There are exceptions, for example, it's perfectly fine to compare Java enum objects of the same type using ==, and maybe some strings whose values are interned into the String Pool. But it's better safe than sorry (and yes, you can perfectly compare them using .equals() just fine).
But back to our little lovely heresy, there's also another fun party at work here.
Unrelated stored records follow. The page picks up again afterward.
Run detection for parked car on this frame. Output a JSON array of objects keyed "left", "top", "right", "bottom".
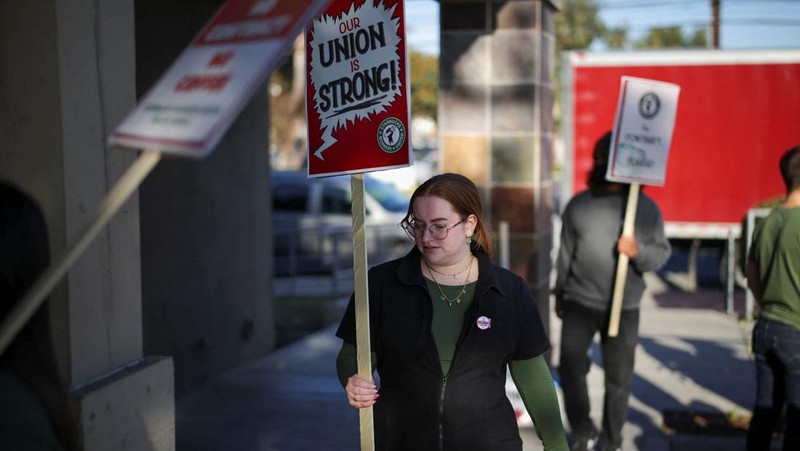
[{"left": 272, "top": 171, "right": 413, "bottom": 276}]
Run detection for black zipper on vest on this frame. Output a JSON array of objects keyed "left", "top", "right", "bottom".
[{"left": 439, "top": 376, "right": 447, "bottom": 451}]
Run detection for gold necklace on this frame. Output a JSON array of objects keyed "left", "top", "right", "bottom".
[
  {"left": 422, "top": 256, "right": 475, "bottom": 307},
  {"left": 425, "top": 255, "right": 472, "bottom": 279}
]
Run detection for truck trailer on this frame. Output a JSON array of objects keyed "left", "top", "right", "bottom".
[{"left": 559, "top": 49, "right": 800, "bottom": 290}]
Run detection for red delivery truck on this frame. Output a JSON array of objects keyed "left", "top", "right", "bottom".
[{"left": 559, "top": 49, "right": 800, "bottom": 286}]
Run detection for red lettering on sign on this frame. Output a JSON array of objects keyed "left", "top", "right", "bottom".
[
  {"left": 208, "top": 50, "right": 233, "bottom": 67},
  {"left": 175, "top": 74, "right": 231, "bottom": 92}
]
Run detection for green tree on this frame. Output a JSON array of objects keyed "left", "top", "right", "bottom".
[
  {"left": 603, "top": 27, "right": 628, "bottom": 50},
  {"left": 635, "top": 25, "right": 706, "bottom": 49},
  {"left": 408, "top": 50, "right": 439, "bottom": 120},
  {"left": 556, "top": 0, "right": 606, "bottom": 50}
]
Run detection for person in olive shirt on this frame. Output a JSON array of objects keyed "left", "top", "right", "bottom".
[
  {"left": 745, "top": 146, "right": 800, "bottom": 451},
  {"left": 337, "top": 173, "right": 568, "bottom": 451}
]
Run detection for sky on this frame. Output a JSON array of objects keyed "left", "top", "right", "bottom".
[{"left": 405, "top": 0, "right": 800, "bottom": 55}]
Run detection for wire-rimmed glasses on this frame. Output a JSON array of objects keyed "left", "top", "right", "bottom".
[{"left": 403, "top": 219, "right": 464, "bottom": 241}]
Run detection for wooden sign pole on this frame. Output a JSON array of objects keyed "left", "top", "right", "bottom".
[
  {"left": 0, "top": 151, "right": 161, "bottom": 355},
  {"left": 608, "top": 183, "right": 640, "bottom": 337},
  {"left": 350, "top": 174, "right": 375, "bottom": 451}
]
For performance optimization, Integer objects from -128 to 127 are cached (depending on JVM implementations). Therefore, both Integer a = 100 and Integer b = 100 are pointing to the same reference of Integer 100, and thus (a == b) is true. Outside this range, every object gets its own distinctive identity, and the == operator compares object identities, not values. Therefore, c == d is false.
The moral of the story? Always use .equals(Object) for object value comparison, unless you specifically need reference equality, but why would you?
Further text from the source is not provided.